—No sé, Posey —dijo la señorita Thelma—, va a hacer falta un milagro.

Se estaba mirando en un espejo de mano. Mi madre sacaba tarritos y estuches.

—Bueno, ésta es mi bolsa de los milagros —repuso mi madre.

—¿Ah, sí? ¿Llevas una cura para el cáncer ahí dentro?

Mi madre sostiene en alto una botella.

—Tengo crema hidratante.

Thelma se rió.

—¿Crees que es una tontería, Posey?

—¿El qué, cielo?

—¿Querer tener buen aspecto… a estas alturas?

—No tiene nada de malo, si te refieres a eso.

—Bueno, verás, es que mis niños y mis niñas están ahí afuera, eso es todo. Y sus pequeños. Y ojalá pudiera tener un aspecto saludable para ellos, ¿sabes? No me gustaría que me vieran como un trapo viejo y se asustaran.

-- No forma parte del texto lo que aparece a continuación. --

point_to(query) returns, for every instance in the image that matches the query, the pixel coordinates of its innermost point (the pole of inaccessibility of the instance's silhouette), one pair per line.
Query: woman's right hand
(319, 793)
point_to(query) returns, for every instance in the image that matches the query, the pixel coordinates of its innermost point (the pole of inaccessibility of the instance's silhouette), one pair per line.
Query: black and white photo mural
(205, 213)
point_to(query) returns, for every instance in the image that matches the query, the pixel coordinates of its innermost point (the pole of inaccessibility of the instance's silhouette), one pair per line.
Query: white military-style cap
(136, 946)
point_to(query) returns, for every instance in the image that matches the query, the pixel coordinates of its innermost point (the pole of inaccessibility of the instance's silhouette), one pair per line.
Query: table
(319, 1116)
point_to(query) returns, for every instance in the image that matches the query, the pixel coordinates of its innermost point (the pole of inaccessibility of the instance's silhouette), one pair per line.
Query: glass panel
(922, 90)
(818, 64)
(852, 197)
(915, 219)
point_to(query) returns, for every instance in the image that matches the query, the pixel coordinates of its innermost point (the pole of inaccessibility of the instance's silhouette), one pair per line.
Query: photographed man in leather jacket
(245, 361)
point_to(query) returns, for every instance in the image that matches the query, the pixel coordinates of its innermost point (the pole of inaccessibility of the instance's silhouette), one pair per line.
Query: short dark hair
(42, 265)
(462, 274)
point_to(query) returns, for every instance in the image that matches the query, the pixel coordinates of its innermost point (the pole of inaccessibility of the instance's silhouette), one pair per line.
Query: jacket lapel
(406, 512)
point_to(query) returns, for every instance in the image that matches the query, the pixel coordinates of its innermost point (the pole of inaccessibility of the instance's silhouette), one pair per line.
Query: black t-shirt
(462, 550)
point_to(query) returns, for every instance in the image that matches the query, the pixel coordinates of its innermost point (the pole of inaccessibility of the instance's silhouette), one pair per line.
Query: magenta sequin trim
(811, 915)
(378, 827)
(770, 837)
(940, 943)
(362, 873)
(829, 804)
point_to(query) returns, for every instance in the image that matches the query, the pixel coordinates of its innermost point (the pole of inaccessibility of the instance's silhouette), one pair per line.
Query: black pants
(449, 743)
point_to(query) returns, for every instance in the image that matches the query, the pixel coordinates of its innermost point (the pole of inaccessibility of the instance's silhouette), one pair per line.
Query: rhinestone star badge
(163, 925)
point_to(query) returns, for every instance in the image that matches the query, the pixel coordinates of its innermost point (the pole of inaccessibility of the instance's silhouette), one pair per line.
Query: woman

Mi madre le pone crema hidratante en el rostro a la señorita Thelma y se la aplica mediante amplios movimientos circulares con las palmas de las manos.

—Tú nunca parecerías un trapo viejo —dijo.

—¡Oh, qué me vas a decir a mí, Posey!

Volvieron a reírse.

—A veces echo de menos aquellos sábados —dijo la señorita Thelma—. Nos lo pasábamos muy bien, ¿verdad?

—Sí que lo hacíamos —respondió mi madre.

—Sí que lo hacíamos —coincidió la señorita Thelma.

Cerró los ojos mientras las manos de mi madre hacían su trabajo.

—Chiquiriquí, tu madre es la mejor compañera que he tenido nunca.

Yo no estaba muy seguro de qué quería decir con eso.

—¿Trabajaba en el salón de belleza? —pregunté.

Mi madre sonrió.

—No —dijo la señorita Thelma—. Yo no podría darle mejor aspecto a nadie ni aunque lo intentara.

Mi madre tapó la botella de crema hidratante y cogió otro frasco. Lo destapó y puso unas gotas del contenido en una pequeña esponja.

—¿Entonces? —dije—. No lo entiendo.

Mi madre sostuvo la esponja como una artista a punto de dar una pincelada en el lienzo.

—Limpiábamos casas juntas, Charley —contestó.

Al ver la expresión de mi cara, agitó los dedos como para quitarle importancia al asunto.

—¿Cómo crees que pude pagaros la universidad?